Challenges of game backend, lots of concurrent users, complex interactions between players, persistent world with state mutation (every seconds) running 24/7, single unified game world with no barrier between users.
Elixir, based on Erlang makes things easier to built cluster, distributed messaging and pretty great for stateful servers, using a database to store these states. Furthermore, Elixir is fault tolerant, rapid to develop with a small team, the tool and documentation are present, the learning curve is low.
Concerning the deployment, everything runs in a cluster controlled by Kubernetes (https://kubernetes.io/) and permit to make a fully connected Erlang mesh between nodes. Kubernetes is only used to push the different server working together. As external services, we use load balancer, key-value database (Google Cloud Data-Store https://cloud.google.com/datastore/ with really nice user experience), Log storage/analysis (papertrail https://papertrailapp.com/, useful to analyze stuff), Infrastructure monitoring (datadog https://www.datadoghq.com/), Game analytics data-driven.
The game server is one distillery release (https://github.com/bitwalker/distillery), packaged with docker as container and everything is orchestrated with Kubernetes for the deployment and do lot of boring work. The built and the deploy are controlled using Jenkins pipelines.
Connections are made persistent (during the session of the client) using ranch (https://github.com/ninenines/ranch), bidirectional RPC API, all users are also authenticated with the possibility to spawns or resumes session. Most operations have automatic feedback when there is some actions made. If the connection drop, the session can be spawned to another server (because it is actually a distributed application and a connection can be made on another server).

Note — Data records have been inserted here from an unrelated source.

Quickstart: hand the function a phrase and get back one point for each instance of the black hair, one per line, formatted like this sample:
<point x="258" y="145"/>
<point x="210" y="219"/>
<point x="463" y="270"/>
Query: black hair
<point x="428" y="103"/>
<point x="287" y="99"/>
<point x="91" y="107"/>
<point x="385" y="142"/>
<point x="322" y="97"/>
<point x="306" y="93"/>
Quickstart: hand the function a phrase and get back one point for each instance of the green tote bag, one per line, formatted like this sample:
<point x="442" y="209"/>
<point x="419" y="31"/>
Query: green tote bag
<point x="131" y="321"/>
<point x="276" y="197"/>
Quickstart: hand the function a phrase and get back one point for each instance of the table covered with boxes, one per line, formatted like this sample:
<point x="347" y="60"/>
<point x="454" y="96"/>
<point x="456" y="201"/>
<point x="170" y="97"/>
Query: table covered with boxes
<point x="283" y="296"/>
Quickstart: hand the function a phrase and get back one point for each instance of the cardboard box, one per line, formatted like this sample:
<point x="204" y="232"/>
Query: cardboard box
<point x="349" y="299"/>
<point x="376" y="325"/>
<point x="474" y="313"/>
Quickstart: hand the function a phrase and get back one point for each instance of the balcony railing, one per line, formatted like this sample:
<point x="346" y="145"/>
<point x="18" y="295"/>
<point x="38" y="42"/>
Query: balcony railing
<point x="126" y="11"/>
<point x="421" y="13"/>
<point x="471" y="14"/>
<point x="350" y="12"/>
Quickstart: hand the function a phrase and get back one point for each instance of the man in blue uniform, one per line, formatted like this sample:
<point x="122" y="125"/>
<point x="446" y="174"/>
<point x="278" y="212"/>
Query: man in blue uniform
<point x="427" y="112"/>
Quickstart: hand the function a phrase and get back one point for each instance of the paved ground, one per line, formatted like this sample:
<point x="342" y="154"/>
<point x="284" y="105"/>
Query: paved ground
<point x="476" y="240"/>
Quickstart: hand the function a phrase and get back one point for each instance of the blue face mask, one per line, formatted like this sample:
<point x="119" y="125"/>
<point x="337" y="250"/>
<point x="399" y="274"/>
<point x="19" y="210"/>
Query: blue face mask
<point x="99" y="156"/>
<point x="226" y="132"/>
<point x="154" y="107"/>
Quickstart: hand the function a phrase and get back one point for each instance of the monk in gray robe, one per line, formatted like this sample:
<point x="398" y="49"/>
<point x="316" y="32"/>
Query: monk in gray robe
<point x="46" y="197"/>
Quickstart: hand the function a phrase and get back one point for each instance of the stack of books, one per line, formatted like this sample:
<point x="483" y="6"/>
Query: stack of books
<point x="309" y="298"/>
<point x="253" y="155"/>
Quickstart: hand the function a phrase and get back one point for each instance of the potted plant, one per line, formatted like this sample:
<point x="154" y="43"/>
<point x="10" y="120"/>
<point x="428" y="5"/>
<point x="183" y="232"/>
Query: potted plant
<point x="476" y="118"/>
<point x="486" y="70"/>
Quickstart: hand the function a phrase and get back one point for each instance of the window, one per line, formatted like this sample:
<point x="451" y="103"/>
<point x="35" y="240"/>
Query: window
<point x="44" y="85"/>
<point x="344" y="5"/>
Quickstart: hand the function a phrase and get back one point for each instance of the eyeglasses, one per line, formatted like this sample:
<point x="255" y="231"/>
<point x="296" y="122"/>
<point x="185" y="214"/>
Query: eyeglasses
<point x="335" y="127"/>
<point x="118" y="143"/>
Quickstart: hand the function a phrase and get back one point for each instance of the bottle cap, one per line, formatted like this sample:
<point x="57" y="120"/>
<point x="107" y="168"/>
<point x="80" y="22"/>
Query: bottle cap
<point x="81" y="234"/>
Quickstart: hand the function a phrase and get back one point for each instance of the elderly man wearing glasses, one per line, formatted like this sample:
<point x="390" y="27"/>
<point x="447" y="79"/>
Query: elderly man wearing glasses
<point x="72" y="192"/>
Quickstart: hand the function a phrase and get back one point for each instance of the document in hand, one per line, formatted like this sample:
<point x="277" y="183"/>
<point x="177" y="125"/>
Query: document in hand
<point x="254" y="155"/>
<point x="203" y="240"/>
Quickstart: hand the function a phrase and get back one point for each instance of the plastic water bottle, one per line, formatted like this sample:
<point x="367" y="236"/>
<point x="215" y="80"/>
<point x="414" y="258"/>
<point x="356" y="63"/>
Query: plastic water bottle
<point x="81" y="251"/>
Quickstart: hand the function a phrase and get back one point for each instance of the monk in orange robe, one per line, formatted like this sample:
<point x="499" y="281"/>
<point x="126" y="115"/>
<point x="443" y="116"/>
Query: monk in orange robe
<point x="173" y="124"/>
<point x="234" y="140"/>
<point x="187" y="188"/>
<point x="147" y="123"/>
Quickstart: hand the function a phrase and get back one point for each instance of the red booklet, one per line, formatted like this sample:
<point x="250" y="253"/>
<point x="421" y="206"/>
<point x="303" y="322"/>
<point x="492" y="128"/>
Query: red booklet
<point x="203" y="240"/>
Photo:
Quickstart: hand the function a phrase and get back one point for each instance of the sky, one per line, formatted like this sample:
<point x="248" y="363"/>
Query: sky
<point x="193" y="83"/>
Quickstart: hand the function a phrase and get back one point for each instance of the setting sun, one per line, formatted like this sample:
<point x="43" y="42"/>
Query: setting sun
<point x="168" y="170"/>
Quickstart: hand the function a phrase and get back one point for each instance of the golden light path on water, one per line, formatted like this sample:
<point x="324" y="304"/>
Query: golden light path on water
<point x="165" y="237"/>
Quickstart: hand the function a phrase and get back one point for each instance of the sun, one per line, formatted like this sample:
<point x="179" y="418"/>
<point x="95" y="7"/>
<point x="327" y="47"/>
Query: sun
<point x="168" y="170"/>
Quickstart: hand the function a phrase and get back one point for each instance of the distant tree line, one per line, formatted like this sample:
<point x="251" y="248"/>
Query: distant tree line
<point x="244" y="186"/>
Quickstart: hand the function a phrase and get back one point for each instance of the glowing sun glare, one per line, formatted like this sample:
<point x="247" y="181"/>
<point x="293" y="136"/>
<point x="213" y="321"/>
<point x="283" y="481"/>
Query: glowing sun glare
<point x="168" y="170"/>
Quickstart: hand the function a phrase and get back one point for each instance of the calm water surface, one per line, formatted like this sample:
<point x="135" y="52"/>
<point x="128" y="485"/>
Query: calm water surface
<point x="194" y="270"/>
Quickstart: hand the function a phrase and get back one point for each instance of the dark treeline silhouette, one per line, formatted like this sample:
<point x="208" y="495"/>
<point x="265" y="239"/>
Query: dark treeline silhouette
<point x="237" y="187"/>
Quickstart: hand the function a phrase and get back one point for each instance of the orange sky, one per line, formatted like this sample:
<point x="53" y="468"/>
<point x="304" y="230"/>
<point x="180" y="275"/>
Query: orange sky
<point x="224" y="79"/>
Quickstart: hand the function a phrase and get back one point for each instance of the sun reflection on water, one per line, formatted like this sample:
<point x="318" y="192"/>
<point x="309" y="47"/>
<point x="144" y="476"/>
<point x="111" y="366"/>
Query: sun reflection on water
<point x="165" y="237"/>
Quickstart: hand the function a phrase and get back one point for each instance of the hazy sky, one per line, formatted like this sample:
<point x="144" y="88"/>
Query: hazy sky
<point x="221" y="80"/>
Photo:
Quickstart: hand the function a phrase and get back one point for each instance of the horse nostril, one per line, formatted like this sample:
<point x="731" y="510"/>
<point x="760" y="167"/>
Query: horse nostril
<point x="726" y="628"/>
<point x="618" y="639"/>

The Game Entities, session module glues the connections and the game world, can resume the connection and implements transactions between players. The player entity is used to store and updates player states. Expedition entity is used for events between guild or players.
GenEntity is an extended version of GenServer (https://hexdocs.pm/elixir/GenServer.html) adding more game logic and less error prone. It permits to discovery with global process registry, can manage Lifecycle management (add new features easily), it is a persistant state into database (and try to store the data until it succeeds), all communication is subscription based one (Each entities can subscribe to each others). Finally, there is more debugging and introspection feature. GenEntity does not have guarantee to be unique, it is possible to have multi same processes running at the same time, if there is writing into database, we can see the duplicate later. There is no guaranty of atomicity when you write to GenEntity processes. This is a same concept than distributed logs, a log can be drop sometime.
Global systems englobe the player-to-player trading, by allowing them to publish items and sale them into the system. Online players can receive item continuously and this entity is fully connect to the cluster.
Clustering helper, use the state of the Kubernetes cluster and try to replicate the state of the Erlang cluster. It keeps tracks of all machine when one is up or down, it sends alerts. Another part of the entities is Ditributed Locks, used to registry process for game entities, it is based on sloppy quorum model and permit to be distributed for high throughput. It gives a pretty good guarantees but it is not perfect. If the cluster split, we keep only the biggest cluster.
How distributed locks work, it grants timed leases to entities, sloppy quorum with three replicas and implement a distributed version of wooga/locker (https://github.com/wooga/locker). A static grid of virtual nodes, it takes the hash of the id, servers compete for ownership based on vnodes, and each nodes are aware of the zone. It is a best-effort consistency without guarantees. The lost entities are overwritten for higher availability, there is a versionning feature to resolve the conflict.
The scaling is simulated with AI clients to see if the system scales (they are using ubuntu). Be careful with the amount of users, for example, the limit of the files/processes, the limit of the logger, the limit to ranch max connection (4k), the DynamoDB (https://aws.amazon.com/dynamodb/) bandwidth... Finally, the disk full (after 12h with 50k connections).
The limit (actually), 420k concurrents connection on 8-nodes with 36 vCPU, 52k connections per nodes, 3GB of memory used per node, and expected to scale further.